Server
Our server is hosted by Hetzner, a German cloud provider. Our server is an unmanaged Linux Ubuntu virtual machine (VM). VM means that we do not have a full system to ourselves, but share it with other Hetzner customers. We have access to a limited number of cores, memory and storage.
It is unmanaged because we have full control over the operating system. We need to keep it up to date ourselves. The choice for Ubuntu was also made by us. It has no GUI, only a command line, so getting familiar with the Unix command line is very helpful. By default, it uses the bash shell.
Webportal
The webportal for the server can be accessed from https://console.hetzner.cloud. The account we use is studentenatletiek@av40.nl. You need 2FA to log in.
The most important things you can do from the portal are:
- See graphs of CPU, disk and network load, as well as memory usage
- Manage backups
- Access to root console
Connecting: SSH
To connect to the server, we use SSH. To be able to connect, you need to have an "SSH key" configured. To add one, you must first generate a private-public SSH keypair.

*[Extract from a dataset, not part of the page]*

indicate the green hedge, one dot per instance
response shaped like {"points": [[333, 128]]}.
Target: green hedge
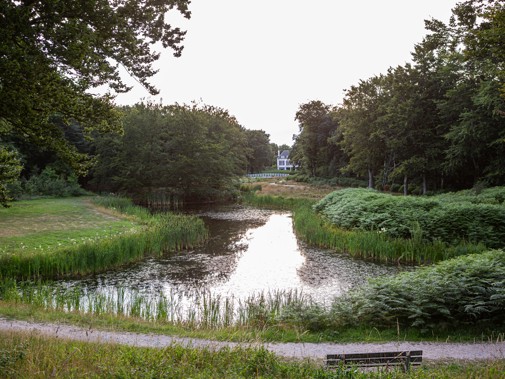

Then, the public part must be added to the ~/backend/.ssh/authorized_keys file. Note, this file requires some specific permissions, so if something is not working check whether these are correct.
Currently, we have the following important SSH settings:
PermitRootLogin no
PasswordAuthentication no
This ensure you can only log in with an SSH key, not with a simple user password.
We only allow logins through the backend user (see next section), so keep /root/.ssh/authorized_keys empty.
It is recommended to not add SSH keys through the web console, as these are not easily visible inside the authorized_keys file.
If you no longer have access to any keys, use the web console to log in as root, then change user to backend su backend and edit the authorized_keys file.
Connecting
Connecting is simple, simply do ssh backend@<ip address>. If your default identity is not a key that has access, you might need to use the -i flag to select the right key on your client.
Once you have done this, you have access to the server as if it's your PC's own command line.
root vs backend user
To keep things safe, try to avoid using the root user as much as possible. Instead, use backend. You can use sudo to run priviledged commands and and if necessary, log in as root using su root.
Keeping it up to date
To keep the server up to date, ocassionally run:
sudo apt update
sudo apt install
Ocasionally, Ubuntu itself might also get an update. It is best to only update once there is a new LTS version.
Required packages
For running deployment scripts, three main tools must be installed, poetry, Docker (including Docker Compose) and the GitHub CLI. Make sure these are occasionally updated.
Furthermore, the server also requires nginx as a reverse proxy and certbot for SSL certificates. We use Ubuntu's packaged nginx and we use a snap package for certbot.
File locations
Currently, mailcow is in /opt/mailcow-dockerized and the dodeka repository is in /home/backend/dodeka.